A motto picked out in gold letters said in Latin: S
AY
T
HE
B
LACK
, D
O
T
HE
R
ED
.

Above these panels was a relief image of a woman in a crown of twelve stars, one bare and slender foot on the crescent moon.

Montrose studied the face closely. She looked like Rania.

Beneath her, the panels displaying the brother in black and red were suddenly divided by a vertical line, a line which silently and slowly widened. The two panels were the two leaves of a door tall enough for a man making moonleaps to pass through without barking his head. The double door swung open to reveal a dark void.

4. A Chamber of Darkness

Beyond was a vast circular floor, wide as a ballroom floor or wider. In the far distance, at the other side of the chamber, as if across a sea of night, burned two flickering candles in tubes of red glass.

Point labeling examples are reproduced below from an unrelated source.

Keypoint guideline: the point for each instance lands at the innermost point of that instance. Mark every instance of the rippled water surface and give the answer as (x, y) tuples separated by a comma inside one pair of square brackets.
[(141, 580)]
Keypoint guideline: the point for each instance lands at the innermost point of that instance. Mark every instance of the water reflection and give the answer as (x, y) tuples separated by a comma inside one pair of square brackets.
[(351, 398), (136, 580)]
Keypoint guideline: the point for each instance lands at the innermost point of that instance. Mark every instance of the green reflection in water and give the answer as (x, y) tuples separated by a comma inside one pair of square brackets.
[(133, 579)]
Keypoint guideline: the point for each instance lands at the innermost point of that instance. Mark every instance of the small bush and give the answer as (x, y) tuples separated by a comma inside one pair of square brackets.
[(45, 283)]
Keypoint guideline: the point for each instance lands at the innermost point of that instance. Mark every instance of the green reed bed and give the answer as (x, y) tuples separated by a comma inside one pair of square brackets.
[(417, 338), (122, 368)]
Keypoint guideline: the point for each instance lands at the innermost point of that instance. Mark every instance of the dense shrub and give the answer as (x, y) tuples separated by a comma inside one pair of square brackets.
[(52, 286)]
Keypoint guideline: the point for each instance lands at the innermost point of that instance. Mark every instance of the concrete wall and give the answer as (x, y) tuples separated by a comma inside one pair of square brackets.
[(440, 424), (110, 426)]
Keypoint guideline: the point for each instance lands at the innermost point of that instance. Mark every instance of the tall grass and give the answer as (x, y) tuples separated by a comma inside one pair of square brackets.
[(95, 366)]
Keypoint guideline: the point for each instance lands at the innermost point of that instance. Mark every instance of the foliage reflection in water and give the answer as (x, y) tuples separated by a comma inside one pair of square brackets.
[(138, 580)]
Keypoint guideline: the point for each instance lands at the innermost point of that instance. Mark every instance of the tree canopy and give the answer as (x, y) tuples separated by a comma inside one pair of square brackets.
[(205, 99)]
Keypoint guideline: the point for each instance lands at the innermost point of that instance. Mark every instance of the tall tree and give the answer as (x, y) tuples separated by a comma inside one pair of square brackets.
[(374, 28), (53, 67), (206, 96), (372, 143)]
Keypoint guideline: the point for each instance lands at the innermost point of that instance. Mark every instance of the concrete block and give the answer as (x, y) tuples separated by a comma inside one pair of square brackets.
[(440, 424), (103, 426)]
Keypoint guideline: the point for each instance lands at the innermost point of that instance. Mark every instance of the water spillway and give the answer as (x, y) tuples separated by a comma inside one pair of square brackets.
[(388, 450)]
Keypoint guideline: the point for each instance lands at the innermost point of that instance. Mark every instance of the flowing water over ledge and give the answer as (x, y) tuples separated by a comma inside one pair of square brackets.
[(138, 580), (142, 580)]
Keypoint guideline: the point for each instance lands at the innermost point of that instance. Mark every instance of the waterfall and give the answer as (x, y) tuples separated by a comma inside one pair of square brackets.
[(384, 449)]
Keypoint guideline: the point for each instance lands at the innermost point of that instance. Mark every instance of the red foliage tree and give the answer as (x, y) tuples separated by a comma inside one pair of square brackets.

Toward those lights the two men walked the drifting and elfin walk of the moon, boots lightly brushing the floor only once a fathom or so, and the echoes of their infrequent footfalls were both vanguard and rearguard.

The candles were set on shoulder-high candlesticks of gold. The flames were rounder and more bluish along the bottom than flames burned on Earth, due to the lesser gravity not pulling the cool air down around the hot smoke swiftly enough to make a teardrop-shaped flame.

Between the golden candlesticks was a waist-high eight-sided post of brown and speckled marble. In its concave surface rested a golden bowl, partly filled with water. Montrose touched the rim of the bowl, which hummed like a shy bell for a moment, and in the candlelight, ripples slower and taller than earthly ripples walked in concentric circles toward and away from the center of the bowl.